Venturing into a somewhat unkown field, I would like to use panel data for my analysis, and I’m thinking of doing a comparison of Virginia, which uses the federal minmum wage, and North Carolina, which has a minimum wage currently set at 6.15 an hour, which went into effect on January 1, 2007. I haven’t yet settled on the actual cross-section, but I was thinking of dividing into NC_urban and NC_rural and VA_urban and VA_rural. I would like to find some way to have a suburban factor, too, but I’m not sure how to do that yet.
In any event, since it is a forecast I need to decide A) What exactly it is I intend to forecast and B) How I intend to explain changes in whatever it is I do forecast.
The variable to be explained could either be the unemployment rate of individuals aged 16 to 19, or it could be the probability that a person aged 16 to 19, whose current wage is inbetween the current minimum wage and the new minimum wage, will be “disemployed” – the term the literature uses a great deal. The latter is a more direct approach but will probably require a subtler model. So be it. I’ll roll with for now.

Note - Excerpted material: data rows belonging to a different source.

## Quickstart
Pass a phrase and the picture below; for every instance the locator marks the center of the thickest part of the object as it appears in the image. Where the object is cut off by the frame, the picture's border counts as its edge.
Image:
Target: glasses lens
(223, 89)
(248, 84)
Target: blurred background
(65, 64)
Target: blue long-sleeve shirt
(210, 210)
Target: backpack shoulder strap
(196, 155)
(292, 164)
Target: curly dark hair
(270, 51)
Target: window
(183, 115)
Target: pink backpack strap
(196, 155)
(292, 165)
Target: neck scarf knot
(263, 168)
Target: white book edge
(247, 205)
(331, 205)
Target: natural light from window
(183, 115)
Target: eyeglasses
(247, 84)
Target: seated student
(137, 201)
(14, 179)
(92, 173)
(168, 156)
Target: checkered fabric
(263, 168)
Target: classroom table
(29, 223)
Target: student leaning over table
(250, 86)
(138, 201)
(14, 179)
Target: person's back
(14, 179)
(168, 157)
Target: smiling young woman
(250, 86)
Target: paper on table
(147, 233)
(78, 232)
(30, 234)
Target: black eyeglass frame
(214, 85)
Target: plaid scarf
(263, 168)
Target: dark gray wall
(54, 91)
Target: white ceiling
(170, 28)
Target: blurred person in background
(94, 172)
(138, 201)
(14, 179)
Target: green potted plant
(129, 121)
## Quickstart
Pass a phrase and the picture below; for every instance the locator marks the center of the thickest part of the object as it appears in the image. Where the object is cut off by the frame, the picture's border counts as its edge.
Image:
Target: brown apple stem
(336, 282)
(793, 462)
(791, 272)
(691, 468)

Edit: I realized not long after finishing this post that I could not use probability of disemployment by minimum wage as a dependent variable. That would require surveying individual workers. So I think I’ll stick with the unemployment rate for 16 to 19 year olds as my dependent variable.
How to explain this? That comes down to supply and demand for labor and also to the economic short run fluctuations.

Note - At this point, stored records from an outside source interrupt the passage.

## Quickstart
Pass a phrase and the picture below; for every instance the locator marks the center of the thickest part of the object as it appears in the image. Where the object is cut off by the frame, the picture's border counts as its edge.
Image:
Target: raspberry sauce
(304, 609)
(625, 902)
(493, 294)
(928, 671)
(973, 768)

Since what I’m attempting to do is explain the variation in unemployment of 16 to 19 year olds as a result of changes in the minimum wage, it is necessary to control for all other factors that will affect the level of employment of someone within that cohort. So first there’s the question of labor supply:
The quantity of labor supplied = f(wage, cohort size, season [christmas? summer?], educational attainment, in school? [yes/no], family income, race, geographical region[urban, suburban, rural]).

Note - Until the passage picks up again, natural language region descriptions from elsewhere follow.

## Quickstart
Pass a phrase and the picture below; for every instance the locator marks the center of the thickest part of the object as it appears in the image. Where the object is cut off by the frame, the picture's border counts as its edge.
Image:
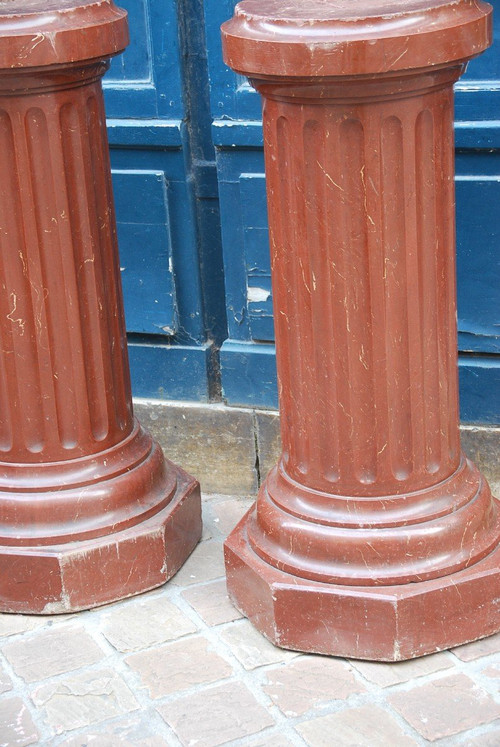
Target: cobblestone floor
(178, 666)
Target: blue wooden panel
(478, 93)
(178, 372)
(478, 263)
(146, 80)
(480, 389)
(249, 378)
(249, 374)
(146, 265)
(231, 95)
(167, 239)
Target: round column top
(294, 38)
(36, 33)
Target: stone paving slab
(179, 667)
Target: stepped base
(82, 574)
(380, 623)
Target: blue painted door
(247, 356)
(166, 201)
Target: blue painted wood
(250, 381)
(146, 261)
(160, 153)
(162, 371)
(478, 93)
(237, 133)
(146, 80)
(478, 264)
(480, 389)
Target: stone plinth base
(48, 579)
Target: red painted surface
(90, 510)
(374, 536)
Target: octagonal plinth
(374, 536)
(387, 623)
(90, 510)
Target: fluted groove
(448, 275)
(14, 337)
(396, 338)
(90, 295)
(106, 236)
(364, 283)
(358, 313)
(318, 225)
(430, 350)
(47, 217)
(294, 286)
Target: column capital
(36, 33)
(290, 38)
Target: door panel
(247, 358)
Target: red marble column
(374, 536)
(90, 510)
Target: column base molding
(382, 623)
(77, 575)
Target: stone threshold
(230, 449)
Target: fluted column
(90, 510)
(373, 508)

The quantity of labor demanded = f(wage, marginal rate of technical substitution, # of firms, turnover rate)
Of course, if we’re talking about trying to measure the effect that changes in the minimum wage, then we’re talking about a still smaller group of people who are “at risk” – that is, whose current wage is between the current minimum and the future minimum. Jobs that would hire people for such low wages are typically fast food and retail in general, as well as a few services here and there. Then there are those youngsters who work on farms and perhaps do even more complicated work but, since they live in rural areas, have lower wages in general due to a lower cost of living.